I see a lot of search engine referrals indicating people are searching on the word “quotidian.” I’m curious about that. Am I reaping the benefits of choosing an odd word that happens to be the name of a gallery that “specializes in alternative art and new, modern genres from an experimental culture?”

Or is it the theater company with the “goal of producing plays by Anton Chekhov, Horton Foote, and other realistic or impressionistic writers, in the spare, understated style intended by the playwrights. “

some people don’t understand that it’s a web

The Seattle Times: Business & Technology: Battle brewing over deep linking

“We consider it unfair to base your business upon the works of others,” said Ebbe Dal, the group’s managing director.

There’s some new ballyhoo over the notion of “deep linking” or linking to an article that isn’t necessarily an approved mode of entry to a website. As an example, the link above would be a “deep link.”

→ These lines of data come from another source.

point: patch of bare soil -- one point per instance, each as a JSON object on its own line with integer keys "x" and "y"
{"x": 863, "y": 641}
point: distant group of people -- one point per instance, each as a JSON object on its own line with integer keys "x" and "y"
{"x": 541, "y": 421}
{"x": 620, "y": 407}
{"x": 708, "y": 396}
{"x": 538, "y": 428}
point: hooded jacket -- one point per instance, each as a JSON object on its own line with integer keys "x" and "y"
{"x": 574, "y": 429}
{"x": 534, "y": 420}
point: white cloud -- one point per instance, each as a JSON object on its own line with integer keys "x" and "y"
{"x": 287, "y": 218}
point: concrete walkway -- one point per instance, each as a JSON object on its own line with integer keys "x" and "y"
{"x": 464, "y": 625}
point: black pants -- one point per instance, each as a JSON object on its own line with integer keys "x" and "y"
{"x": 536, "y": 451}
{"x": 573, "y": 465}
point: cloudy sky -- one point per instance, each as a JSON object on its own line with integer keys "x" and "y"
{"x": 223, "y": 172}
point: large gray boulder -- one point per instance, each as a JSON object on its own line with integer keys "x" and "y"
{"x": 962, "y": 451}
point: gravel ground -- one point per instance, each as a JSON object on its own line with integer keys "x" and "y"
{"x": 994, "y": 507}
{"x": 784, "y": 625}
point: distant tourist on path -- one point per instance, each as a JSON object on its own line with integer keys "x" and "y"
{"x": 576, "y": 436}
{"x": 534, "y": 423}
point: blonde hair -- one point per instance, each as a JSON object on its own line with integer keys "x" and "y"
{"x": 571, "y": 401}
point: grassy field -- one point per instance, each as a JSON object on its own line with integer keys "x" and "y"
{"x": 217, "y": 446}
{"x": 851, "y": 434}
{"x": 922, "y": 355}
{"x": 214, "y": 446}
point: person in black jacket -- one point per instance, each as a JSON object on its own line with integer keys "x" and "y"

So the newspaper publisher’s association thinks anyone who makes a living based on the works of others owes these “others” a payment. Well, what do newspapers do, other than write about the works, good, bad, or indifferent, of others? Simplistic, I’ll concede, but not altogether inaccurate.

This has a couple of very simple remedies. Any news organization that takes this attitude should be ignored by all search engines or indexing services. Once they realize how many of their visitors are coming to read their content discovered by others, perhaps they’ll wise up. If they were remotely clueful they would know that already.

It’s a trivial matter for a website operator to examine how a website visitor arrived at their site. So it would be simple to dynamically serve the content the user is actually looking for with whatever branding, advertising, whathaveyou the visitor avoids by not arriving through the site’s own entry pages.

When someone makes a request made from a webserver, the browser software passes along a lot of identifying information, like the type of browser, the last page visited, the network address, etc.

Click here for yours. The variable HTTP_REFERER is this page you’re reading now (yes, I know REFERER is misspelled: blame the boys at NCSA).

So a clueful website operator could examine these requests and serve content wrapped in whatever is appropriate for that user, depending on where they arrived through the website or from elsewhere.

The real beef is that users come to a site, read an article or two, and then leave. If they find no compelling reason to bookmark a site or otherwise remember it, it’s a lost opportunity. The online publishing game is struggling and rather than address the problem, it’s easier to make the boss think he’s losing money to search engines and indexers than because of outdated business models.